Hinter-Net: Wunderbar. Andere Frage: Wie lange habt ihr an „Extralife“ gearbeitet?

Thies: Wir haben seit Februar 1997 dran gearbeitet, wir haben viel mehr Material gehabt. In der Endphase haben wir dann einige Songs wieder zu dritt eingeübt, wie halt eine Band so spielt. Wir sind nicht nur ein agierendes Produzententeam, sondern treten auch als Band live auf.

Hinter-Net: Seid Ihr zufrieden mit Eurer Debut-CD?

Thies: Ja, sind wir. Und du?

Hinter-Net: Mir gefällt sie sehr gut.

Thies: Gut. Danke! Ich finde nicht viel nicht gut auf der Platte. Klar gibt es wenige kleine Fehler, aber die haben wir auch bewußt stehen gelassen auf der Platte. Dieses Streichermotiv, das „O.K., tomorrow I`ll be perfect“ mitträgt, beispielsweise, das ist ein Unfall auf einem Tape mit Samples gewesen. Solche Sachen finden wir gut, daß die Rauheit und Brüchigkeit stehen bleibt.

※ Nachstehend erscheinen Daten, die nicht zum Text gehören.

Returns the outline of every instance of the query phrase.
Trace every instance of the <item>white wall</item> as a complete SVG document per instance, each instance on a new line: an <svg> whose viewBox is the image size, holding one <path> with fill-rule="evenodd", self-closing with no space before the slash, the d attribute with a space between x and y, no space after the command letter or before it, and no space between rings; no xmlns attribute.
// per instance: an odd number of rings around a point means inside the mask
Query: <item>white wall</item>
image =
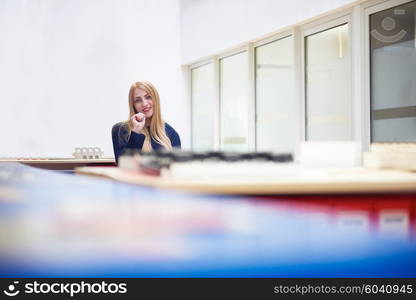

Hinter-Net: Elena sagte einmal, daß Pop-Musik für sie die reizvollste Art sei, ein politisches Statement unterzubringen. Und zwar in dem Sinn, daß der Pop als Ausgeburt des Kapitalismus mit der Forderung nach dem Umsturz der Gesellschaft zusammenbringt. Meint Ihr das ernst?

Thies: Glaubst Du, wir meinen das nicht ernst?

Hinter-Net: Ich bin mir nicht sicher. Wen oder was wollt ihr denn umstürzen?

Thies: Die Gesellschaft in der Form, wie sie jetzt da ist. Eigentlich ziemlich klar.

Hinter-Net: Und in welche Richtung?

Thies: Naja, da fängt man dann an über Utopien zu reden. Das ist ein weites Feld. Warte mal, ich muß ganz dringend auf die Toilette. Elena sitzt neben mir, die kann vielleicht mehr dazu sagen.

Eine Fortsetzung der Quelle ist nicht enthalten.